PROTEIN BIOSYNTHESIS IN SALT‐SHOCKED CELLS OF STICHOCOCCUS BACILLARIS (CHLOROPHYCEAE) 1

We have developed an in vivo 14 C‐amino acid labelling procedure for monitoring protein synthesis in salt‐shocked cells of Stichococcus bacillaris Naeg. This alga possesses an efficient transport system for the uptake of leucine, methionine, and phenylalanine and rapidly incorporates these amino acids into proteins. Of the three amino acids tested, 14 C‐phenylalanine is ideally suited for labelling proteins in S. bacillaris , as it establishes an early equilibrium between uptake and incorporation of the amino acid into proteins. The uptake of phenylalanine shows little inhibition following transfer of cells to higher salinities and is also not affected in short‐term experiments by the presence of the protein inhibitors cycloheximide and chloramphenicol.
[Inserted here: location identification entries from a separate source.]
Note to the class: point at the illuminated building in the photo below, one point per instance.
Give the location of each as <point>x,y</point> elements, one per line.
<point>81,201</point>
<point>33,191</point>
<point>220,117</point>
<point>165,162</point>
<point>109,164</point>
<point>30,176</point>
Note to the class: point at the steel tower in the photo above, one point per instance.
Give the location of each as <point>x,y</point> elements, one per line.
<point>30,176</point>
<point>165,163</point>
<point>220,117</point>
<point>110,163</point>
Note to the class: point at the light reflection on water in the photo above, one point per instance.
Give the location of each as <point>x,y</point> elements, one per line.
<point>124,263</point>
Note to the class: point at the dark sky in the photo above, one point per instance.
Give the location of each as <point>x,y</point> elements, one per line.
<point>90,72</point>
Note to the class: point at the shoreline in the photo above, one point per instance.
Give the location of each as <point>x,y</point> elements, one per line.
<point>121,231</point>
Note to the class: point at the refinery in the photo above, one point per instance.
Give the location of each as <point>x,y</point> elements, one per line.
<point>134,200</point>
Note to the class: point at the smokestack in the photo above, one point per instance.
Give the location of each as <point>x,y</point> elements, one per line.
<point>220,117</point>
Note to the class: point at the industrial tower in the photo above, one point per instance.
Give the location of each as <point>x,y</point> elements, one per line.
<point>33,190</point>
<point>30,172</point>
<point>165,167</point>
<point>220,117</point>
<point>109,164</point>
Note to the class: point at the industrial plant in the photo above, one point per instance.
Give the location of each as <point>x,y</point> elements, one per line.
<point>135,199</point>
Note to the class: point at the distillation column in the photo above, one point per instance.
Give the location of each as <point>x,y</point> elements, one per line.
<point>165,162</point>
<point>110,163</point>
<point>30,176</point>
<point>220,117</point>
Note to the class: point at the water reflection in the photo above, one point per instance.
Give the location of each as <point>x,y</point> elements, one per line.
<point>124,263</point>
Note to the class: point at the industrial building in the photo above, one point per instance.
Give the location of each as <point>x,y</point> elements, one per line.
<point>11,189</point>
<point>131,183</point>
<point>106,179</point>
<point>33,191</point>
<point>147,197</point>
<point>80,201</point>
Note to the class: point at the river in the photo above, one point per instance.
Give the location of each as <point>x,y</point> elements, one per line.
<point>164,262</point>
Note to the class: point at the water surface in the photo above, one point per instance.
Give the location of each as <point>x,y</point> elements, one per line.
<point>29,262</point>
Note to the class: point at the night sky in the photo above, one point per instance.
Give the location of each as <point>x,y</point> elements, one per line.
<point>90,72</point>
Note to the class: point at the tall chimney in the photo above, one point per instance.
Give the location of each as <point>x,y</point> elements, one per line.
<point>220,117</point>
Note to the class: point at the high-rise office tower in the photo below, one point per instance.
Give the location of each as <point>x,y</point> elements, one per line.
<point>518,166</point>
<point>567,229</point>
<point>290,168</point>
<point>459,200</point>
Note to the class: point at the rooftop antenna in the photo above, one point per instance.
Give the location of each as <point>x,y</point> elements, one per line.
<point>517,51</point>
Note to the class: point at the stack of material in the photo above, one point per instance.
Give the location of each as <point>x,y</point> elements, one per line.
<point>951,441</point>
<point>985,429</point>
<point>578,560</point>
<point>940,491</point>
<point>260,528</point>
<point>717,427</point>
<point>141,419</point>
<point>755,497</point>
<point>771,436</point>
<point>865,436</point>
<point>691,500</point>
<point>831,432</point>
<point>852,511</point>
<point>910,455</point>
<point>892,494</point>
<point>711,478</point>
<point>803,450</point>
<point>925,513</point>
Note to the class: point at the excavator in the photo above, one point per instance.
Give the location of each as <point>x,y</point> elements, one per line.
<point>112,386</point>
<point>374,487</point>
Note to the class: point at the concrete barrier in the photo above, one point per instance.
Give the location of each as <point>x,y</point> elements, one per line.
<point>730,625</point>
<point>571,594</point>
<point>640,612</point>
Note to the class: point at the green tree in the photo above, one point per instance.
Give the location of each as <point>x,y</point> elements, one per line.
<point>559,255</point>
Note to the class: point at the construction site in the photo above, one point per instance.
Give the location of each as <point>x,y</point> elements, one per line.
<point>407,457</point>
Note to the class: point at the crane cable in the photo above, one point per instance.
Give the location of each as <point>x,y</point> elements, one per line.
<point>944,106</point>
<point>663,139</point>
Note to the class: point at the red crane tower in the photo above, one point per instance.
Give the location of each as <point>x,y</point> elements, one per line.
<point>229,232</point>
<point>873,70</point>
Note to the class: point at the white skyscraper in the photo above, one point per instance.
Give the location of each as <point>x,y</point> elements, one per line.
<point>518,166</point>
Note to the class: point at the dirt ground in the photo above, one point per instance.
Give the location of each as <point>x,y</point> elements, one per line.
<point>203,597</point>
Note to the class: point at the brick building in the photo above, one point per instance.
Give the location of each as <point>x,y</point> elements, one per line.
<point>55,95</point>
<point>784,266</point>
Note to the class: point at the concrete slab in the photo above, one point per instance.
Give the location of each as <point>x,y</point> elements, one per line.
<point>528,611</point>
While Stichococcus bacillaris grows slowly at salinities equal to, or higher than, 150% artificial seawater (ASW), it shows surprising rates of recovery of major physiological functions following considerable salt shocks. Cells transferred from 33 to 150% ASW show complete recovery of photosynthetic activity and protein synthesis within 10–15 min, and cell transferred from 33 to 300% ASW recover 50% of their capacity to synthesize proteins within. 1 h. Cytoplasmic and organellar protein synthesis appears to be equally sensitive to the effects of salt shocks according to studies with protein synthesis inhibitors.